MIOpen icon indicating copy to clipboard operation
MIOpen copied to clipboard

[urgent] HipBuildImpl() seems fail to create temp dir or due to no GPU presents in build env

Open junliume opened this issue 1 year ago • 6 comments

build_fail.log

Actual Result:

[2024-05-10T20:01:46.194Z] /src/hip/hip_build_utils.cpp:186:42: error: expected ')'
[2024-05-11T09:45:27.064Z]   186 |             MIOPEN_THROW("Failed cmd: '" MIOPEN_HIP_COMPILER "', args: '" + args + '\'');
[2024-05-11T09:45:27.064Z]       |                                          ^
[2024-05-11T09:45:27.064Z] /build_hip/include/miopen/config.h:98:29: note: expanded from macro 'MIOPEN_HIP_COMPILER'
[2024-05-11T09:45:27.064Z]    98 | #define MIOPEN_HIP_COMPILER getHIPCompilerPath()
[2024-05-11T09:45:27.064Z]       |                             ^
[2024-05-11T09:45:27.064Z] /src/hip/hip_build_utils.cpp:186:13: note: to match this '('
[2024-05-11T09:45:27.064Z]   186 |             MIOPEN_THROW("Failed cmd: '" MIOPEN_HIP_COMPILER "', args: '" + args + '\'');
[2024-05-11T09:45:27.064Z]       |             ^
[2024-05-11T09:45:27.064Z] /src/include/miopen/errors.hpp:69:28: note: expanded from macro 'MIOPEN_THROW'
[2024-05-11T09:45:27.064Z]    69 |         miopen::MIOpenThrow(__FILE__, __LINE__, __VA_ARGS__); \

It looks like that

        if(!fs::exists(bin_file))
            MIOPEN_THROW("Failed cmd: '" MIOPEN_HIP_COMPILER "', args: '" + args + '\'');

has failed.

junliume avatar May 11 '24 22:05 junliume

@atamazov @apwojcik could you help to take a look?

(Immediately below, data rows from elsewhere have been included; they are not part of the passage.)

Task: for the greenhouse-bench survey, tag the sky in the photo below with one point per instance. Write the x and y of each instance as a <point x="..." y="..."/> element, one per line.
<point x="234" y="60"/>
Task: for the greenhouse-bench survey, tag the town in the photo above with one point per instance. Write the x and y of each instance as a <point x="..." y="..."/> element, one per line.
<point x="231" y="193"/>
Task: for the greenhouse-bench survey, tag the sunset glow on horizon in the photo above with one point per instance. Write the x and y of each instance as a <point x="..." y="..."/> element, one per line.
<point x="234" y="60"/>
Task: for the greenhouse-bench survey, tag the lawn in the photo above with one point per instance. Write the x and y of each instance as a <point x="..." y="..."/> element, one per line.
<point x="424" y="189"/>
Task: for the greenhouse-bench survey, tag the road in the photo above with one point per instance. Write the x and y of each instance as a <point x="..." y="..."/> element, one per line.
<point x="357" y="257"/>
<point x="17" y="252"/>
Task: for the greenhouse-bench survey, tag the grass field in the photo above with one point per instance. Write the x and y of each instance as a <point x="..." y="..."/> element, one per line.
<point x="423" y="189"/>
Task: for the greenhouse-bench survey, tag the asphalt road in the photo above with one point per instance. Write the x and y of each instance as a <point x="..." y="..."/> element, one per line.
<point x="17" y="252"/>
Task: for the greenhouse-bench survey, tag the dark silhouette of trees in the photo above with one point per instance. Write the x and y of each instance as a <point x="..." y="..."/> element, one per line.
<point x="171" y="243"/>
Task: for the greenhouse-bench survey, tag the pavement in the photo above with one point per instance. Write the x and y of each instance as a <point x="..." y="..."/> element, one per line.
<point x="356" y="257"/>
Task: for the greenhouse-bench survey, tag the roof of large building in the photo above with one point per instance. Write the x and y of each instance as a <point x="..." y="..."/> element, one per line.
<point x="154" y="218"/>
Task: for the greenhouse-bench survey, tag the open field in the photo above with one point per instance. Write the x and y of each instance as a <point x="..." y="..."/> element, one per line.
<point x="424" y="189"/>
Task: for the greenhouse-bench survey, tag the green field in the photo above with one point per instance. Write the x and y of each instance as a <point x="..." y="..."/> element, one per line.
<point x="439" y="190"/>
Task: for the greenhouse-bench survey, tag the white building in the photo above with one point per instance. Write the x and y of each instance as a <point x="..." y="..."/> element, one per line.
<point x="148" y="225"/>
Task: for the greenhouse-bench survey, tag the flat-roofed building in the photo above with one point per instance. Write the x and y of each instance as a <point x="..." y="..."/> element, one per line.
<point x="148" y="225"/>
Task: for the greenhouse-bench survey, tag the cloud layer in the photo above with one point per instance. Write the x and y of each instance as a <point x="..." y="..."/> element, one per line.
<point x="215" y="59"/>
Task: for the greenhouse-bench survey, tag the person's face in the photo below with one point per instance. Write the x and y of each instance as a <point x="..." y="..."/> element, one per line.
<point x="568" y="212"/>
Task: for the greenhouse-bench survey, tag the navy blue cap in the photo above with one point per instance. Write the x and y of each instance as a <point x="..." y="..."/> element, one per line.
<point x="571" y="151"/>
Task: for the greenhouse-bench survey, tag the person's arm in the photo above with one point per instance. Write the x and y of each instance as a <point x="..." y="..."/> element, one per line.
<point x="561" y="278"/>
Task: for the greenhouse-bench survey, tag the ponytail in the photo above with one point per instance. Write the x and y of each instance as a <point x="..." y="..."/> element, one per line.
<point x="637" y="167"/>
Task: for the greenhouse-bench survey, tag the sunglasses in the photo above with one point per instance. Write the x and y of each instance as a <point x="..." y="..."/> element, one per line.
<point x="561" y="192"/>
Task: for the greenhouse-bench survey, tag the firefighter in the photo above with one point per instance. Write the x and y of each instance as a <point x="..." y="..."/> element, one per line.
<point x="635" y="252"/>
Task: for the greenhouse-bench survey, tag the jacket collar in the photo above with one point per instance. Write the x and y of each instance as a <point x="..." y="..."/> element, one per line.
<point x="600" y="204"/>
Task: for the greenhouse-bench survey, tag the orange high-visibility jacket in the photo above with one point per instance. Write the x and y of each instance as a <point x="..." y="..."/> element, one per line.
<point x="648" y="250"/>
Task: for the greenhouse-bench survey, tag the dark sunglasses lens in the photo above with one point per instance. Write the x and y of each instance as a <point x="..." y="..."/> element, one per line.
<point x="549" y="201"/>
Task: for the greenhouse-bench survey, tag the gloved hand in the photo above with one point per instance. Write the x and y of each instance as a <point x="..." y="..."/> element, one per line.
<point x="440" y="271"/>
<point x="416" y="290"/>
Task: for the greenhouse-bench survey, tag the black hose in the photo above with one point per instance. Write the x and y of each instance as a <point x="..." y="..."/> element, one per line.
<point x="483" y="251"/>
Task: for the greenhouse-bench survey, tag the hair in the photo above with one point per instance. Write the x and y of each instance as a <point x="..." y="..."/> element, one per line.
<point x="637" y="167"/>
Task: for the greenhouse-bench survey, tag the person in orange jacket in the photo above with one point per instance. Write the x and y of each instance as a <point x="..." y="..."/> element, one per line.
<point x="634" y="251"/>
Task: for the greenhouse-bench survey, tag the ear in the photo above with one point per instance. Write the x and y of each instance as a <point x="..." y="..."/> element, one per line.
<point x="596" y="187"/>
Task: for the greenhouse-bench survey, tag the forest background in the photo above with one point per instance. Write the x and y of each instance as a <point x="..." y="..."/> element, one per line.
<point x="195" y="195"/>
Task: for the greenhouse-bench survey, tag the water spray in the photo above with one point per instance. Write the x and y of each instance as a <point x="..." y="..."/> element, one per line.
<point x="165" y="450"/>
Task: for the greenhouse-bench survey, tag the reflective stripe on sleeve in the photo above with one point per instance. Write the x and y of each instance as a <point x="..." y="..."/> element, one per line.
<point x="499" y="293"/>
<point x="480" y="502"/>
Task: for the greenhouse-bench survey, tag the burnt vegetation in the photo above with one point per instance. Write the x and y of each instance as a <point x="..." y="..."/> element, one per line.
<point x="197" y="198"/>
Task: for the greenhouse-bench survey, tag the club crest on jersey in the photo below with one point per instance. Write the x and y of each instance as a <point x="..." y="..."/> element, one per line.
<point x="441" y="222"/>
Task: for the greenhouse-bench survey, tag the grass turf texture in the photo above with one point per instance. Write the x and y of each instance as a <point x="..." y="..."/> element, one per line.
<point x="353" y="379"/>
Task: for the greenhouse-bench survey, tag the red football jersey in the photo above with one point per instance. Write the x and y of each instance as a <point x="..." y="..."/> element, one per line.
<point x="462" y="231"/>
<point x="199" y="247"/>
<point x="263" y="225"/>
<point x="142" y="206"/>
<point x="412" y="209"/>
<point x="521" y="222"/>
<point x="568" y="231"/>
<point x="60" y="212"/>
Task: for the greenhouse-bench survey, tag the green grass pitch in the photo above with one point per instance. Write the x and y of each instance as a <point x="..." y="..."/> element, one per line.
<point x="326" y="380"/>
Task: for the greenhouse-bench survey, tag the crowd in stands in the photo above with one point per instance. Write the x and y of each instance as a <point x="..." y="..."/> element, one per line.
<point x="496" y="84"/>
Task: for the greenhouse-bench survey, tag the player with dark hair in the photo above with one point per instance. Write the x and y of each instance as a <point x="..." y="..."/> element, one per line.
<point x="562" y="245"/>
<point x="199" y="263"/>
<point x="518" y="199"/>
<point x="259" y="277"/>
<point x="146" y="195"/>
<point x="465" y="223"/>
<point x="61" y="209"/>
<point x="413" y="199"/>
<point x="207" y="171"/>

I know it is not easily reproducible and I am requesting an exact reproduce env now. Could you check statically what might be the potential issue? Is it permission to create temp dir?

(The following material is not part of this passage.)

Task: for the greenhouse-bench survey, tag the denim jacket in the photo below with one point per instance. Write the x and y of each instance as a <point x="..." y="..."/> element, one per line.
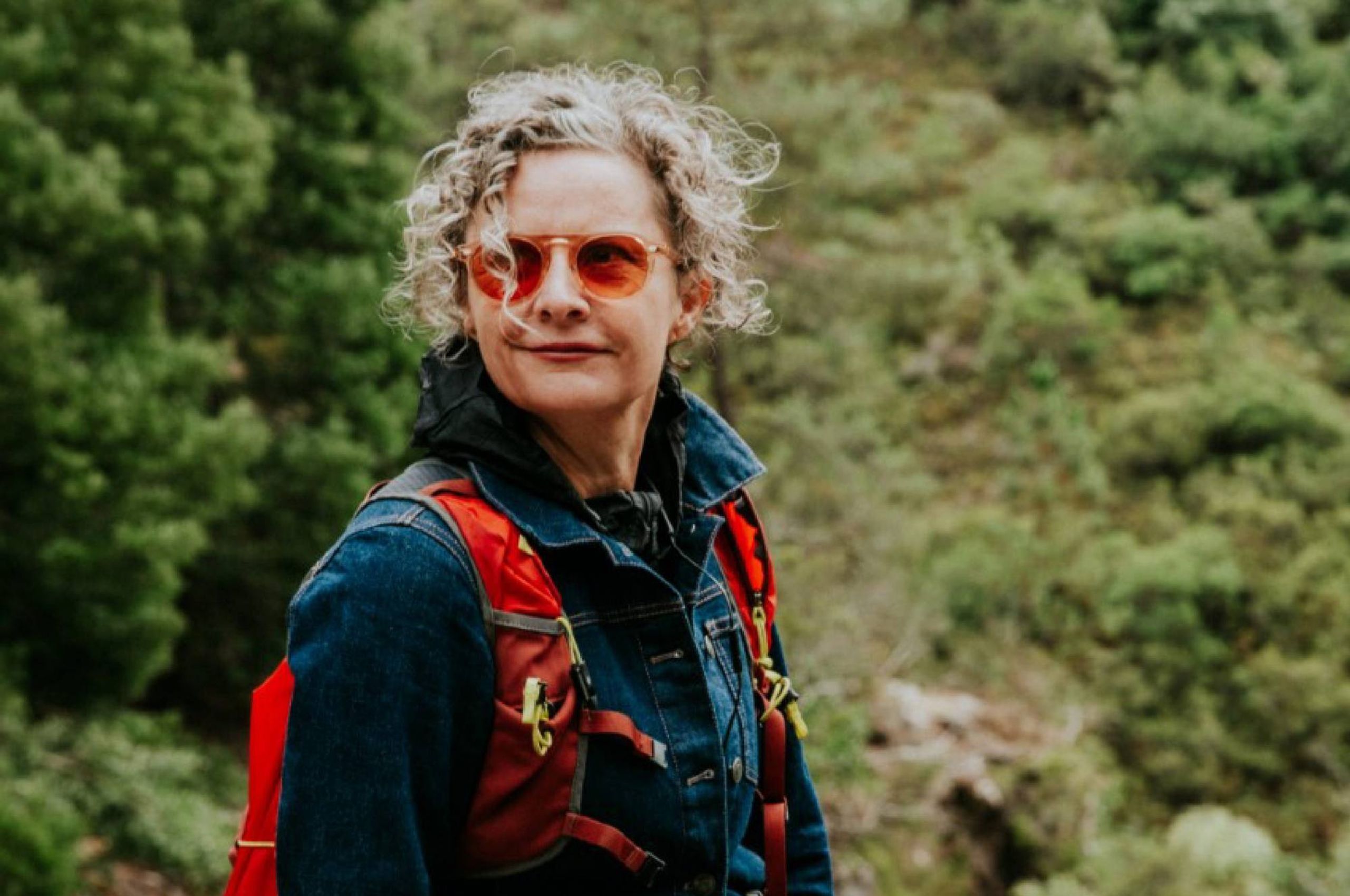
<point x="393" y="702"/>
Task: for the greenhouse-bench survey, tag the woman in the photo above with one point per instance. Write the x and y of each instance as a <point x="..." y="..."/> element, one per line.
<point x="577" y="227"/>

junliume avatar May 11 '24 22:05 junliume

@apwojcik @JehandadKhan @atamazov another theory, the line: https://github.com/ROCm/MIOpen/blob/b99493b9d8517312c84434961e6bb4621907ec59/src/hip/hip_build_utils.cpp#L186 gets mis-matched quote marks. It was not triggered in normal situations, but on a node where no GPU is presented, it triggered the MIOPEN_THROW and thus produces this error. aka this throw is not properly tested unfortunately.

How about make it:

MIOPEN_THROW("Failed cmd: '" + MIOPEN_HIP_COMPILER + "', args: '" + args + '\'');

junliume avatar May 12 '24 18:05 junliume

@junliume

MIOPEN_THROW("Failed cmd: '" + MIOPEN_HIP_COMPILER + "', args: '" + args + '\'');

Almost like that, pls see https://github.com/ROCm/MIOpen/pull/2959#pullrequestreview-2051445141

atamazov avatar May 12 '24 19:05 atamazov

Thanks @atamazov especially it's afterhours :)

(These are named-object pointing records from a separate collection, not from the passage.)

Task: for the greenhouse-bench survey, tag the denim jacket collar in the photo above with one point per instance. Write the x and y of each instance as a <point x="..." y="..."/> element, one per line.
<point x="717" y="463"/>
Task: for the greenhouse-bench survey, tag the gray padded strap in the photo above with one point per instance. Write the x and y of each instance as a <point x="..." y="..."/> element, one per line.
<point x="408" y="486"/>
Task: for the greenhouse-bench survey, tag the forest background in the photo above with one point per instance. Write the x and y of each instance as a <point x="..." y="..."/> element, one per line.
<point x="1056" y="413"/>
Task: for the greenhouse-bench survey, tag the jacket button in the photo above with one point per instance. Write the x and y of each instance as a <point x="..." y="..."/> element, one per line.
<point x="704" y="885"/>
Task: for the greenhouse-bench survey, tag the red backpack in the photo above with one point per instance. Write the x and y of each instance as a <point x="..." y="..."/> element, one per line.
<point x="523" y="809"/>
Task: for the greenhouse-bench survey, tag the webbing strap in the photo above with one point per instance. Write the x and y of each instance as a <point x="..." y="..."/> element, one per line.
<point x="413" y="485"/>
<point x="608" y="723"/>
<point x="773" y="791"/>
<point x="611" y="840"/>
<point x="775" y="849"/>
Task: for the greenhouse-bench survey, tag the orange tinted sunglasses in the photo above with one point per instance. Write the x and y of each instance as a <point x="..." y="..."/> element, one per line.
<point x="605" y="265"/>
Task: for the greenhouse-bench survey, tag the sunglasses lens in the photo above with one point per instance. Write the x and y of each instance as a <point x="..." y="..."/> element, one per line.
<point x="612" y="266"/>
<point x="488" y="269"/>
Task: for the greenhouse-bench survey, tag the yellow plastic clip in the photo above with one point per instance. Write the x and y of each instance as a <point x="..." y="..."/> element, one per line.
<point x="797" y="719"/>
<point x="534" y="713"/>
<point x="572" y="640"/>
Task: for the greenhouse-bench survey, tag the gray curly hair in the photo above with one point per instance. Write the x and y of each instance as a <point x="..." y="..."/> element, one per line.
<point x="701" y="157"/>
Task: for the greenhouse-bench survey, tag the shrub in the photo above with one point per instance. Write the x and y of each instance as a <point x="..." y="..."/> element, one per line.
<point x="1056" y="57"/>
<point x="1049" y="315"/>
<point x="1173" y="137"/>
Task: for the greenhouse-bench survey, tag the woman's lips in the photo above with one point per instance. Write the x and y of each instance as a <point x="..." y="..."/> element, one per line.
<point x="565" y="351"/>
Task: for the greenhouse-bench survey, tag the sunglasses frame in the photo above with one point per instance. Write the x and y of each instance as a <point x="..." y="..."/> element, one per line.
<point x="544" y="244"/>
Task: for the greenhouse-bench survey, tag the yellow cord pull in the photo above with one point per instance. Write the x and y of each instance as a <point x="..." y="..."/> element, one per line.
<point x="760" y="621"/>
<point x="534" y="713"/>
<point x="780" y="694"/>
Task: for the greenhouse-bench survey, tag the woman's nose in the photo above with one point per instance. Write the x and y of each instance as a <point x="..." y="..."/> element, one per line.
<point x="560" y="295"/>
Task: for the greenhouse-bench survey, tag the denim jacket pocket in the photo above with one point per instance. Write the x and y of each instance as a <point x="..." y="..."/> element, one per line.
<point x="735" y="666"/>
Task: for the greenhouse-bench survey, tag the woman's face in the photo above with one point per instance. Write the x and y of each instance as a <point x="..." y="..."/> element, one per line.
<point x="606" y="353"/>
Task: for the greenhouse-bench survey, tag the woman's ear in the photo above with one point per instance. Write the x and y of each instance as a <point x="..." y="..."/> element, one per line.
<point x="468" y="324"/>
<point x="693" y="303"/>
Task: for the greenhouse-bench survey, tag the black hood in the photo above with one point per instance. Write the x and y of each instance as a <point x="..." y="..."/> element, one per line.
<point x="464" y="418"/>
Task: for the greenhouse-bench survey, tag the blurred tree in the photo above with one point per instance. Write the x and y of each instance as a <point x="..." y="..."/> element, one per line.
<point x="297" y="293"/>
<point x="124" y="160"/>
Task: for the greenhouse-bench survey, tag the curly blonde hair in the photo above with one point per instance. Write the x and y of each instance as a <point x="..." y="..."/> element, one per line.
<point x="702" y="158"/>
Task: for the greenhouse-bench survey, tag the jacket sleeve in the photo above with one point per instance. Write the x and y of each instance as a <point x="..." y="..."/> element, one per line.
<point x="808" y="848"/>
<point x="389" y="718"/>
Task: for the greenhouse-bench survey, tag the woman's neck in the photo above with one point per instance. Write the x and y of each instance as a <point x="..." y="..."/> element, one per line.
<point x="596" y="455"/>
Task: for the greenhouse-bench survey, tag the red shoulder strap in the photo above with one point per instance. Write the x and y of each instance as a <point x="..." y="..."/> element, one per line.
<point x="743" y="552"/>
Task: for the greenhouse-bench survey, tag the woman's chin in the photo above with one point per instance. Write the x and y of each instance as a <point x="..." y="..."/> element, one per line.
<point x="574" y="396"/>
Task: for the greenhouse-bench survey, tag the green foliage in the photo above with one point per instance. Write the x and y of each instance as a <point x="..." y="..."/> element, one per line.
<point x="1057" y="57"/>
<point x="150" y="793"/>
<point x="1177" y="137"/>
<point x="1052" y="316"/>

I am still puzzled why this is happening only now, likely staging has been building MIOpen on nodes without GPU for a while, but we only starts to throw such issues recently. So maybe nogpu backend should be fixed somehow? :)

junliume avatar May 12 '24 20:05 junliume

@junliume In the attached logfile I see: [2024-05-10T20:00:55.207Z] + cmake '-DCMAKE_PREFIX_PATH=/opt/rocm-6.2.0-488/llvm;/opt/rocm-6.2.0-488' '-DCMAKE_SHARED_LINKER_FLAGS_INIT=-Wl,--enable-new-dtags,--build-id=sha1,--rpath,$ORIGIN' '-DCMAKE_EXE_LINKER_FLAGS_INIT=-Wl,--enable-new-dtags,--build-id=sha1,--rpath,$ORIGIN/../lib' -DCMAKE_VERBOSE_MAKEFILE=1 -DCMAKE_BUILD_TYPE=RelWithDebInfo -DCMAKE_INSTALL_RPATH_USE_LINK_PATH=FALSE -DCMAKE_INSTALL_PREFIX=/opt/rocm-6.2.0-488 -DCMAKE_PACKAGING_INSTALL_PREFIX=/opt/rocm-6.2.0-488 -DBUILD_FILE_REORG_BACKWARD_COMPATIBILITY=OFF -DROCM_SYMLINK_LIBS=OFF -DCPACK_PACKAGING_INSTALL_PREFIX=/opt/rocm-6.2.0-488 -DROCM_DISABLE_LDCONFIG=ON -DROCM_PATH=/opt/rocm-6.2.0-488 -DCPACK_DEBIAN_DEBUGINFO_PACKAGE=FALSE -DCPACK_RPM_DEBUGINFO_PACKAGE=FALSE -DCPACK_RPM_INSTALL_WITH_EXEC=FALSE -DCMAKE_BUILD_TYPE=Release -DMIOPEN_BACKEND=HIP -DMIOPEN_OFFLINE_COMPILER_PATHS_V2=1 -DCMAKE_CXX_COMPILER=/opt/rocm-6.2.0-488/llvm/bin/clang++ -DCMAKE_C_COMPILER=/opt/rocm-6.2.0-488/llvm/bin/clang '-DCMAKE_PREFIX_PATH=/opt/rocm-6.2.0-488;/opt/rocm-6.2.0-488/hip;/long_pathname_so_that_rpms_can_package_the_debug_info/data/driver/MLOpen/deps' -DHIP_OC_COMPILER=/opt/rocm-6.2.0-488/bin/clang-ocl /long_pathname_so_that_rpms_can_package_the_debug_info/data/driver/MLOpen.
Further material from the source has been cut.